The Hindu Fevicol that holds BJP’s power duos together: Book Review

Ahead of the 1996 Lok Sabha elections, LK Advani announced to a BJP meet that Atal Bihari Vajpayee would be the party’s prime ministerial candidate. He did so without even asking Vajpayee for the fear that he might say no. He did so even without consulting the leadership of Rashtriya Swayamsevak Sangh (RSS) knowing all too well that the party’s ideological arm would be hard to convince.

Many years later, right ahead of the 2004 general elections, Vajpayee declared to an unsuspecting crowd, “Na tired, na retired. Advani ji ke netritva mein vijay ki or prasthan.”

The vijay never came but the two looked convincingly at ease to sacrifice India’s most sought-after chair for each other. A picture-perfect friendship that was anything but perfect. In his book Jugalbandi: The BJP Before Modi, Vinay Sitapati delves into what shaped and then steered this friendship.

More interestingly, Sitapati introduces the readers to the many hurdle races this friendship failed to complete. From watching movies together after electoral losses to spending time at each other’s homes, it was all about living happily till the ever after arrived. At the perch of power, the friendship is put to test and begins to falter – but it never breaks.

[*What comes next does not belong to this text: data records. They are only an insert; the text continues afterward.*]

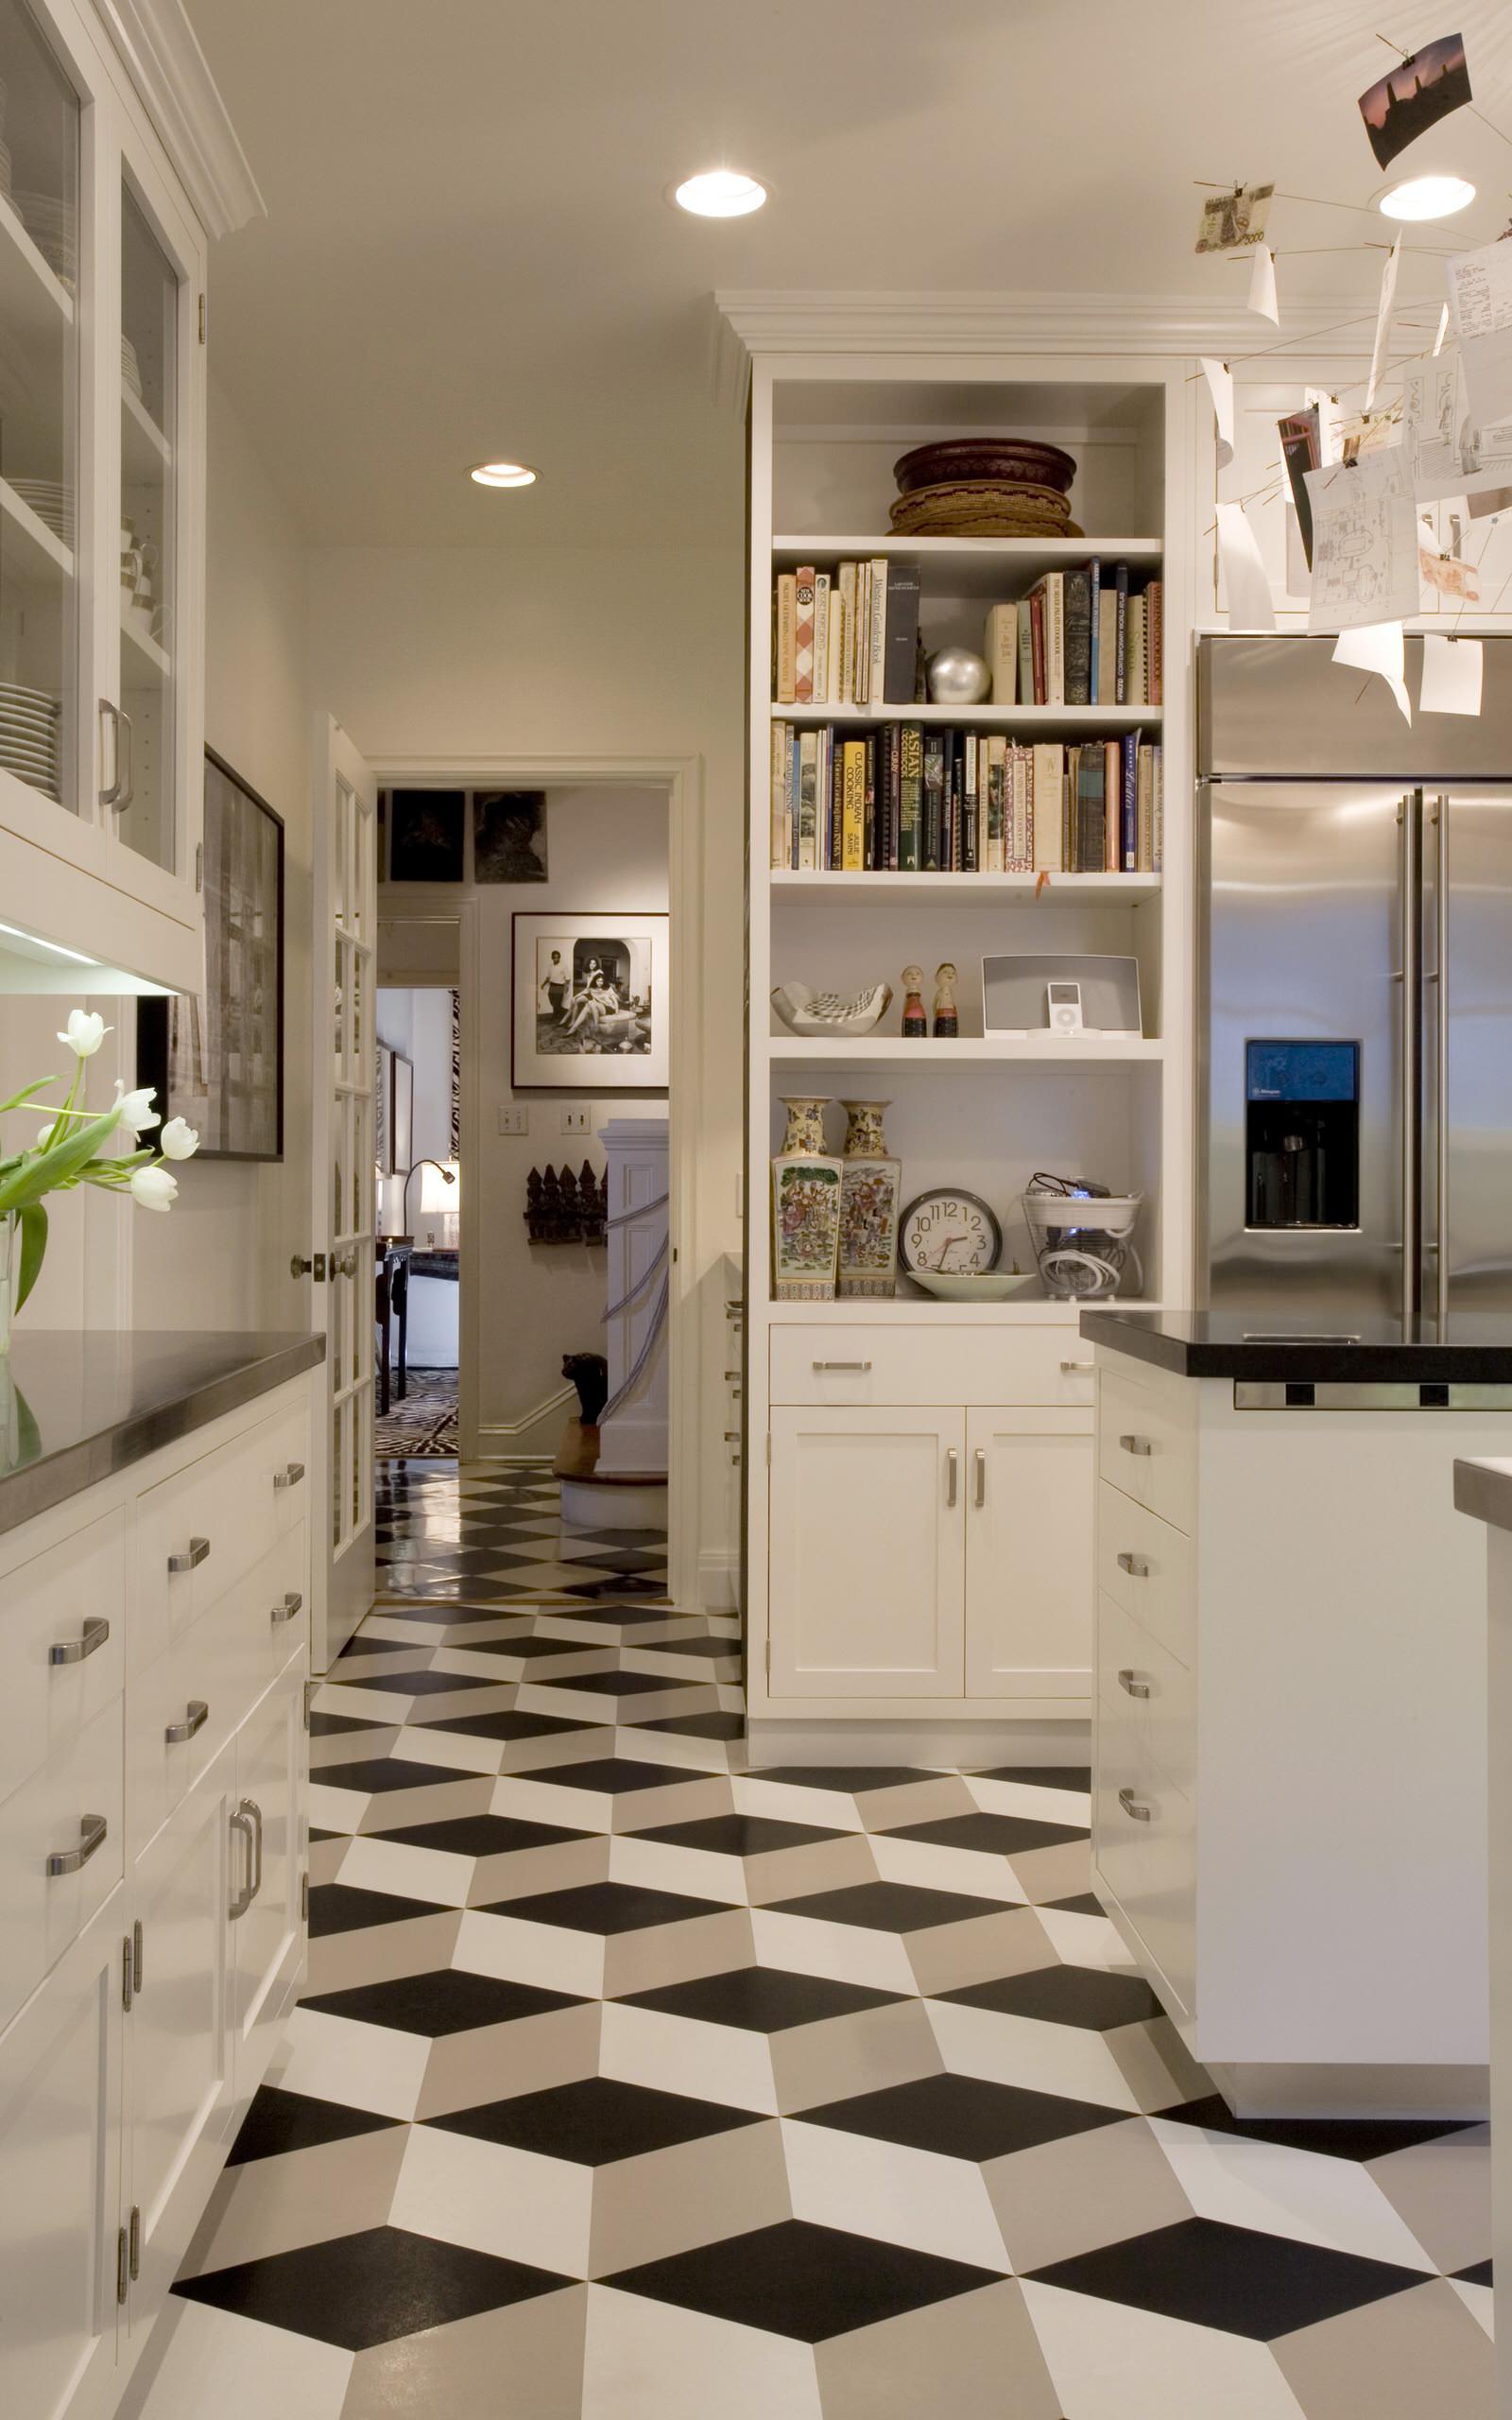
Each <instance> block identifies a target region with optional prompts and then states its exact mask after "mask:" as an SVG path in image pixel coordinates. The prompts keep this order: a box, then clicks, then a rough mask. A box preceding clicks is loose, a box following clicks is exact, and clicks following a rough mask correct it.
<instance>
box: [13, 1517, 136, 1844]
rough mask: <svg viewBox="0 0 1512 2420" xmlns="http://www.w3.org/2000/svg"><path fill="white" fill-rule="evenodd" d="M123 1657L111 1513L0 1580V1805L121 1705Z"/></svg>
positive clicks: (122, 1619) (124, 1632) (118, 1601)
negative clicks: (46, 1762) (83, 1732)
mask: <svg viewBox="0 0 1512 2420" xmlns="http://www.w3.org/2000/svg"><path fill="white" fill-rule="evenodd" d="M123 1655H126V1512H123V1510H121V1508H116V1510H114V1512H104V1515H102V1517H99V1520H94V1522H90V1525H87V1529H80V1532H77V1537H68V1539H63V1542H60V1544H58V1546H48V1549H46V1554H39V1556H34V1558H31V1561H29V1563H22V1566H19V1568H17V1571H7V1573H5V1578H0V1800H2V1798H7V1796H10V1793H12V1791H15V1788H19V1786H22V1781H29V1779H31V1774H36V1771H39V1769H41V1767H44V1764H46V1762H48V1759H51V1757H56V1754H60V1752H63V1750H65V1747H68V1742H70V1740H73V1738H77V1733H80V1730H82V1725H85V1723H90V1721H92V1718H94V1716H97V1713H99V1711H102V1706H109V1704H111V1701H114V1699H119V1696H121V1670H123ZM53 1658H58V1660H53Z"/></svg>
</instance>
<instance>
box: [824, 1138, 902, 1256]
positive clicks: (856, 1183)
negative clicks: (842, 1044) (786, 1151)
mask: <svg viewBox="0 0 1512 2420" xmlns="http://www.w3.org/2000/svg"><path fill="white" fill-rule="evenodd" d="M839 1106H842V1108H844V1118H847V1128H844V1159H842V1174H839V1297H842V1300H856V1297H861V1295H871V1297H876V1295H883V1297H888V1300H890V1297H893V1295H895V1290H898V1188H900V1176H902V1164H900V1162H898V1159H890V1157H888V1137H885V1133H883V1113H885V1108H888V1104H885V1101H842V1104H839Z"/></svg>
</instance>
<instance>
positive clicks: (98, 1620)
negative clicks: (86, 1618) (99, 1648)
mask: <svg viewBox="0 0 1512 2420" xmlns="http://www.w3.org/2000/svg"><path fill="white" fill-rule="evenodd" d="M109 1636H111V1626H109V1621H106V1619H104V1614H97V1617H94V1619H92V1621H85V1631H82V1636H80V1638H60V1641H58V1646H53V1648H48V1663H82V1660H85V1655H94V1650H97V1648H102V1646H104V1643H106V1638H109Z"/></svg>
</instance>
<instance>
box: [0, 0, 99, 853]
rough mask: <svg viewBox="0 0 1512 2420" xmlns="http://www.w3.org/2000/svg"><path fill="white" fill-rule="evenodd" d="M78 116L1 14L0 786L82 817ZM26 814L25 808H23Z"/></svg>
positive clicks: (57, 64) (8, 22)
mask: <svg viewBox="0 0 1512 2420" xmlns="http://www.w3.org/2000/svg"><path fill="white" fill-rule="evenodd" d="M80 133H82V104H80V90H77V85H75V82H73V77H70V73H68V68H65V65H63V58H60V56H58V51H56V48H53V44H51V39H48V36H46V34H44V27H41V22H39V19H36V17H34V15H31V10H29V7H27V5H24V0H0V787H10V784H24V789H27V791H31V794H36V799H39V801H53V803H56V806H65V808H70V811H75V813H77V811H80V803H85V806H87V801H82V791H85V787H87V782H90V779H92V762H90V765H85V767H82V770H80V750H82V716H80V578H77V540H80V322H82V312H85V295H82V290H80ZM19 803H22V808H24V806H27V801H19Z"/></svg>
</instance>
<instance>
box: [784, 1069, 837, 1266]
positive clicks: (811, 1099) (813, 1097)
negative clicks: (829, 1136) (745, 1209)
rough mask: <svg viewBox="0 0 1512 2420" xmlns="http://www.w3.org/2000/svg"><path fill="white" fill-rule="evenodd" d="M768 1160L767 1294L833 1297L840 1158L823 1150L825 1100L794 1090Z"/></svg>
mask: <svg viewBox="0 0 1512 2420" xmlns="http://www.w3.org/2000/svg"><path fill="white" fill-rule="evenodd" d="M781 1106H784V1108H786V1120H789V1123H786V1133H784V1137H781V1152H779V1154H777V1159H774V1162H772V1297H774V1300H777V1302H835V1263H837V1251H839V1174H842V1162H839V1159H832V1157H830V1154H827V1152H825V1101H823V1099H818V1096H810V1094H793V1096H791V1099H784V1104H781Z"/></svg>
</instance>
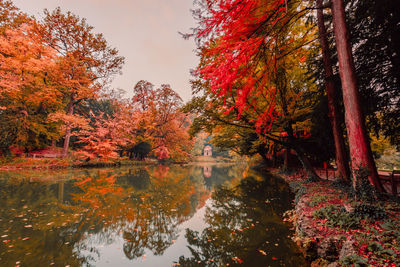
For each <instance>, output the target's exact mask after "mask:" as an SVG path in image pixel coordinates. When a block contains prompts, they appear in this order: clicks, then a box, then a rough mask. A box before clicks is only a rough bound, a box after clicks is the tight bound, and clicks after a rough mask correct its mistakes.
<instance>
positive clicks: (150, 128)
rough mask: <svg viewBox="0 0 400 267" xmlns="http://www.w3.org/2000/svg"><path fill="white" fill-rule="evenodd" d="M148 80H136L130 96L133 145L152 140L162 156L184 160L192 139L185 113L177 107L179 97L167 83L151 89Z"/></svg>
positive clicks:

Sitapati finds parallels between the camaraderie that Atal and Advani shared and the bond shared by Shyama Prasad Mukherjee and Deen Dayal Upadhyay in the past, and that which exists between Narendra Modi and Amit Shah in the present. Sitapati calls it the Hindu Fevicol.

The secret ingredient of the Fevicol, the author says, is the focus RSS lays on unity in the absence of which “Hindus could be ruled” by Mughals. “The longest-serving head of the RSS, MS Golwalkar, was so obsessed with teamwork that he worried having a ‘blood’ family would distract RSS members from the only cause that mattered: Hindu unity,” Sitapati writes.

RSS members are encouraged to travel and sleep in beds placed close to each other for camaraderie to strengthen. All characters, including the two protagonists of Sitapati’s book, had had their introduction to the Hindu Fevicol.